According to a briefing paper published in October 2016 by Médecins Sans Frontieres (MSF)—also known as Doctors Without Borders—nearly 5,000 people die of TB everyday, and close to 41 percent of those who contract the disease are neither diagnosed nor treated. With more than a quarter of the world’s patients, India has the largest burden of TB in the world. This number may well be higher: in its 2016 report, the World Health Organisation noted that India had been under-reporting TB for several years. The country reported only 56 percent of its TB burden in 2014, and 59 percent of that of 2015. Treatment for TB is often long, arduous and expensive: patients have to spend a minimum of nine months under it. During the course of the treatment, they have to take about 10,000 pills, and are given painful daily injections for six to eight months. Only half of the patients that begin treatment are successfully cured. With XDR-TB, the strain that Hanif has, the rate falls to about 28 percent. According to the MSF paper, the world is currently 150 years behind the WHO’s 2030 targets to reduce the deaths from and incidence of TB.
In the past two years, two promising drugs to treat XDR-TB have been developed— Bedaquiline, in 2012, and Delaminid, in 2014. The World Health Organisation has approved both drugs for treatment of some groups of patients with XDR-TB. But the pharmaceutical companies that developed the drugs have not yet obtained permission to ply them in most countries—many of these countries have also not amended their regulations to include the new drugs. As a result, access to the drugs is restricted and highly unlikely for most patients currently suffering from the disease—the MSF paper notes that only 5,738 patients have had access to Bedaqualine outside clinical trials, and 405 to Delaminid. In India, Delamanid is only available through “compassionate use”—where a special application for importing the drug needs to be made for each patient to the drug authorities of the nation, to allow the patient to obtain the drugs directly from the manufacturer. The application process is long, and often results in substantial delays to beginning treatment, which in turn can adversely affect the patient’s chances of survival.

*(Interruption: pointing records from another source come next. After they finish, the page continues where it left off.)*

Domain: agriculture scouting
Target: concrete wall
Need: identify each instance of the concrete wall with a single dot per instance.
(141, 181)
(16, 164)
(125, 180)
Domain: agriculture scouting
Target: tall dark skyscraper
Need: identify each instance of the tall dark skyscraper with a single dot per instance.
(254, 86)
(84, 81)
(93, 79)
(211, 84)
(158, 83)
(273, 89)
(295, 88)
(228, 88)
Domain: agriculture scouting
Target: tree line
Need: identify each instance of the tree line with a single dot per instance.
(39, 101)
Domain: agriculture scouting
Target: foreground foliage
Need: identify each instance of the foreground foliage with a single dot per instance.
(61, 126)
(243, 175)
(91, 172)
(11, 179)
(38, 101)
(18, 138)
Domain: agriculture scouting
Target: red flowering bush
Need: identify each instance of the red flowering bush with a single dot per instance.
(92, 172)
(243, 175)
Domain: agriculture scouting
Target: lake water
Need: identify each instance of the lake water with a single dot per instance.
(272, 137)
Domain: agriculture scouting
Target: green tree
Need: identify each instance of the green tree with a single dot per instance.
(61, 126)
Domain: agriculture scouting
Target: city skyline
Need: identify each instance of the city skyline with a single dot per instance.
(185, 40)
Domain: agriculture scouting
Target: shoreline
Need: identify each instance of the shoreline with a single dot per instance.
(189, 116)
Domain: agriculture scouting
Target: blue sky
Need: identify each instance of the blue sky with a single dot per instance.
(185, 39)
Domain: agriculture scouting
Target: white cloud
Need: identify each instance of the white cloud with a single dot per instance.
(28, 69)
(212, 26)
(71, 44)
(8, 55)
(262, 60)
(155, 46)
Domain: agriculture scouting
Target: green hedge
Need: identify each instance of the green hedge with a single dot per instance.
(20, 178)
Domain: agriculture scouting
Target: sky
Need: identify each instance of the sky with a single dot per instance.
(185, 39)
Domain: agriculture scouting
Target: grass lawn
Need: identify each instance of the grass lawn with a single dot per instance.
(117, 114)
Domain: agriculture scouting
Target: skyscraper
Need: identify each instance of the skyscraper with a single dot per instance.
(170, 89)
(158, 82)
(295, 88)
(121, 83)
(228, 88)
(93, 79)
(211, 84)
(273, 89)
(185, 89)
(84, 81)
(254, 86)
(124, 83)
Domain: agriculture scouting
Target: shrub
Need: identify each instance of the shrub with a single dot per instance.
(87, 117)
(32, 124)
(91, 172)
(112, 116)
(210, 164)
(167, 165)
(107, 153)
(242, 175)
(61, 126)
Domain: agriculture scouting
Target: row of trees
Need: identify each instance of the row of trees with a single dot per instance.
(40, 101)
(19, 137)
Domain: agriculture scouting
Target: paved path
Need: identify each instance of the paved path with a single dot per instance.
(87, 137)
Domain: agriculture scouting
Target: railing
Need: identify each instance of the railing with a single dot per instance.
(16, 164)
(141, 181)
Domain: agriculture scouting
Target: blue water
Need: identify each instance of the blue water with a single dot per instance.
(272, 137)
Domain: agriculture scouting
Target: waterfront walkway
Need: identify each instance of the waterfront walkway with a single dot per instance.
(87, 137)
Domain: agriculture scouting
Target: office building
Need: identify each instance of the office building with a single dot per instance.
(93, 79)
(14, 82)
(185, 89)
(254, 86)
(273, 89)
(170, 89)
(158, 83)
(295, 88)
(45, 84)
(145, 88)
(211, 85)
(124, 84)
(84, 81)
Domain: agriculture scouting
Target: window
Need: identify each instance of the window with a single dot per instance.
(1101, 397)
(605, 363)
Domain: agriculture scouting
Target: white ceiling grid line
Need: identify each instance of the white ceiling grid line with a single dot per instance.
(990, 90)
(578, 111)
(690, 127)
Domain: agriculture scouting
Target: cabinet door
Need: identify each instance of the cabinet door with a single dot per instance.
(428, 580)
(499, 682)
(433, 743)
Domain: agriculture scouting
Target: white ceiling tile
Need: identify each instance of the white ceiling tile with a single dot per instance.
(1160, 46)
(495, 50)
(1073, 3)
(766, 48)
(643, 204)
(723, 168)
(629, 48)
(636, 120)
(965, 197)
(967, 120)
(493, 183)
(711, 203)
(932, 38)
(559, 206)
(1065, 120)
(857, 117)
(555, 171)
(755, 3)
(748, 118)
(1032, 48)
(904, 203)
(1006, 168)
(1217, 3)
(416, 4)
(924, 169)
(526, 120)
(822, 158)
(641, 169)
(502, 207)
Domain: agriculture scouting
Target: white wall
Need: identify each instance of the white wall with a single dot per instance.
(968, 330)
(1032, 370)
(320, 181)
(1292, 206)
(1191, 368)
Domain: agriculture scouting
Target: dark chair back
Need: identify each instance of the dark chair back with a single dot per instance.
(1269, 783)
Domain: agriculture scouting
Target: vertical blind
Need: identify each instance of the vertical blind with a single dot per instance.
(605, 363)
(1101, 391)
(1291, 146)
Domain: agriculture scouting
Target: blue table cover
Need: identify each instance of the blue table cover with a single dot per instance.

In March 2016, ahead of World TB Day, the government of India announced that it would launch pilot programs for Bedaquiline treatment at six sites in India. But the availability of the drug has not yet been scaled-up beyond these sites, causing widespread alarm in the international public health community, Vidya Krishnan, the health and science editor for The Hindu, reported in an article published on 6 November 2016. “If India does not move, the world does not move. We cannot do much without India,” the director of the WHO’s Global Tuberculosis Programme told Krishnan. Apart from the government pilot program, access to Bedaquiline is also limited to compassionate use.
Hanif is one of the few patients in India who is being treated with the new drugs, at the MSF’s clinic in Mumbai. After he enrolled at the clinic in early 2016, he was tested extensively in order to determine which drugs he was resistant to. Then, MSF made a compassionate-use application for him. The drugs took three months to arrive. “I was eagerly waiting for them,” he said. Earlier, despite various rounds of treatment, Hanif said he had a low appetite, and that he had fever in the evenings and experienced chills. Within days of starting the treatment, however, his condition improved. Hanif said he now spends more time with his children, whom he earlier avoided for fear of infecting them. “I want to take good care of them,” he said. “And offer them a better life than what I have experienced.”
“It’s rewarding to see people come out of their illness, be happy, getting back to their job, getting out of stigma,” a counselor who works with Hanif at the clinic and has followed his recovery process, said. But, she added, “The hardest part is to accept that there will also be a few deaths every now and then.”
The photographs in this essay were commissioned to Atul Loke as part of MSF’s efforts to chronicle Hanif’s story.